# No self install on MRV/DECA from Directv



## gator1234 (Jul 21, 2007)

I ordered the MRV service today. I have a SIMS setup and all HD DVRs are compatible. Cost was $99. plus $45. installation. I asked if they could just ship me the DECA part and I could hook it up to the receivers and they say no, it had to be professionally installed.

I thought the $45. just to screw the DECA part into the cable/receiver was expensive but I set it up anyway.


----------



## Doug Brott (Jul 12, 2006)

You have to order from a third party to do it yourself .. DIRECTV will not ship you the parts and let you install it. While you may be capable, there are 100 other people behind you that probably aren't capable. The easy answer is everyone gets DIRECTV to come by and install it when ordering from DIRECTV.


----------



## dpeters11 (May 30, 2007)

gator1234 said:


> I ordered the MRV service today. I have a SIMS setup and all HD DVRs are compatible. Cost was $99. plus $45. installation. I asked if they could just ship me the DECA part and I could hook it up to the receivers and they say no, it had to be professionally installed.
> 
> I thought the $45. just to screw the DECA part into the cable/receiver was expensive but I set it up anyway.
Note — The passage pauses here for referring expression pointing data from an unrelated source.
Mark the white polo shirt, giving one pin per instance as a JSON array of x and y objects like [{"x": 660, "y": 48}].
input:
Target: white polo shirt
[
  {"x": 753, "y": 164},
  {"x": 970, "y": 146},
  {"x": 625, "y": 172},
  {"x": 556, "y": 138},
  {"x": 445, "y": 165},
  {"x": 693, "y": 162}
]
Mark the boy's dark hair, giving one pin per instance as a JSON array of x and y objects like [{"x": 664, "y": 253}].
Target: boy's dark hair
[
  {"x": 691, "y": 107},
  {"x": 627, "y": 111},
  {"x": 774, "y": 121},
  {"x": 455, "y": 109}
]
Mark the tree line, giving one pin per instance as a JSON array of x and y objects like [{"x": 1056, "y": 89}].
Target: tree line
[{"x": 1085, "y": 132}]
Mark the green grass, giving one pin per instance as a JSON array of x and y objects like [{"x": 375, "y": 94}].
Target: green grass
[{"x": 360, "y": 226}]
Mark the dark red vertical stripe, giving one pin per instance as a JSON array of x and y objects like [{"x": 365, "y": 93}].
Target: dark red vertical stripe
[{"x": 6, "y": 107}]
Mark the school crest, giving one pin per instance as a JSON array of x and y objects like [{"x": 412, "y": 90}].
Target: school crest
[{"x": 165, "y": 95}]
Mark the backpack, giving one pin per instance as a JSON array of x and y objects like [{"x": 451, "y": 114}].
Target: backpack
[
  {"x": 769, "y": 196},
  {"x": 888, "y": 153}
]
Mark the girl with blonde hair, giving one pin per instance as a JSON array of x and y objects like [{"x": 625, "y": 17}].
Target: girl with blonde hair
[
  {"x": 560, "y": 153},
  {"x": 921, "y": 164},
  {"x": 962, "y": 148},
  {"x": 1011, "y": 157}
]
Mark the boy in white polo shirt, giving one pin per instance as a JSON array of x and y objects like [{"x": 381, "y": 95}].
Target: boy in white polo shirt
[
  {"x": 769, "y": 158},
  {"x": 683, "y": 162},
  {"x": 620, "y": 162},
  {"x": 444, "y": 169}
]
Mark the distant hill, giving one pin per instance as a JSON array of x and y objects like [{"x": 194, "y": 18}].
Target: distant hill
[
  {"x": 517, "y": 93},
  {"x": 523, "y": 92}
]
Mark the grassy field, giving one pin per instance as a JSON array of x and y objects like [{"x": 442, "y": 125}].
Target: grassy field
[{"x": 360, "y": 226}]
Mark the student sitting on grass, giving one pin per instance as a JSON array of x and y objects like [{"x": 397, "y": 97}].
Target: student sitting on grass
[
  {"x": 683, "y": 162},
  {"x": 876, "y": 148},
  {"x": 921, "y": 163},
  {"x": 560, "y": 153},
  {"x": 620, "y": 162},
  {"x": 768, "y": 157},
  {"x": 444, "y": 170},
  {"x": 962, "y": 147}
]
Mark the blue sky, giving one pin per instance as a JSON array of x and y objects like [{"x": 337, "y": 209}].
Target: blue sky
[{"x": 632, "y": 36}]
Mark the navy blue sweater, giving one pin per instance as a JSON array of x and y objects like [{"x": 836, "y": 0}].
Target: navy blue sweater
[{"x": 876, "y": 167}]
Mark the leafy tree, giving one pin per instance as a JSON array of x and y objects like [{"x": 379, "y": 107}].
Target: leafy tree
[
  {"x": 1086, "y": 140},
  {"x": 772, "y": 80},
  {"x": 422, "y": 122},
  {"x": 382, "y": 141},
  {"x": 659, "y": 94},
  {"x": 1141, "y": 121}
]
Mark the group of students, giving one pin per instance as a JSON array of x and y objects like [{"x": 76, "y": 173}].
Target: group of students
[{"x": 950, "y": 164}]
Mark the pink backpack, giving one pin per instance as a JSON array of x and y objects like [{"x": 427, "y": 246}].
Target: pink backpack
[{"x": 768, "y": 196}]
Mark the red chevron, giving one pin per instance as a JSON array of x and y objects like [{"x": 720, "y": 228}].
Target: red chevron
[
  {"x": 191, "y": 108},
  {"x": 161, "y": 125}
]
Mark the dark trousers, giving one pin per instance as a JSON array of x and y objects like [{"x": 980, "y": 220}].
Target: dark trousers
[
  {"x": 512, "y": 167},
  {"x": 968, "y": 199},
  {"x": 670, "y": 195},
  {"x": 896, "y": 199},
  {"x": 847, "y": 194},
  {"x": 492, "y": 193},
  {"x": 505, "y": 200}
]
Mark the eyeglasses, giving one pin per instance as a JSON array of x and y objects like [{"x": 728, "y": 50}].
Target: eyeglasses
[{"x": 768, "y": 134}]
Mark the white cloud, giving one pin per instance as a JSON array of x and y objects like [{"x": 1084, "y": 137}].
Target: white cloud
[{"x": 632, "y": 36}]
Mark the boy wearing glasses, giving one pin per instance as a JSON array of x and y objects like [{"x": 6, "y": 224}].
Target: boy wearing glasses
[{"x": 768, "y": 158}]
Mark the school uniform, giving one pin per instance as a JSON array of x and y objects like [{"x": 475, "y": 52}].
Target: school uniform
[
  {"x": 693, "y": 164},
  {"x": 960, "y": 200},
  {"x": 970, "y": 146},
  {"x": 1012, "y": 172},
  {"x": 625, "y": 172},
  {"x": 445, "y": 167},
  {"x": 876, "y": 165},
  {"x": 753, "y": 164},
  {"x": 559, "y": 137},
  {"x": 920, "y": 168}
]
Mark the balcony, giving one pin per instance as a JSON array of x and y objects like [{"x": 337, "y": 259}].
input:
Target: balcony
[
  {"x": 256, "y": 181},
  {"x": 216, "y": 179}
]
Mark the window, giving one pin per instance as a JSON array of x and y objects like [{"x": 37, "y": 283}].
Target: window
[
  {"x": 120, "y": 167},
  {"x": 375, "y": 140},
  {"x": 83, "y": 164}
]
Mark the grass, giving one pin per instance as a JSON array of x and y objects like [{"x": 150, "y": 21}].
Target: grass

How are your signal strengths? Maybe you can get an alignment tweak with it. But, yeah a bit overkill for some. Some installs, like mine, would need a band stop filter so can be slightly more complicated than just putting in deca adapters.


----------



## BattleZone (Nov 13, 2007)

The other issue is that 99+% of customers would not know which parts they need, nor about the non-standard receivers (HR20-100) that require unique installation configurations. A company like DirecTV with 18 million subscribers needs to have ONE rule that covers everyone, as there are too many people to deal with exceptions.


----------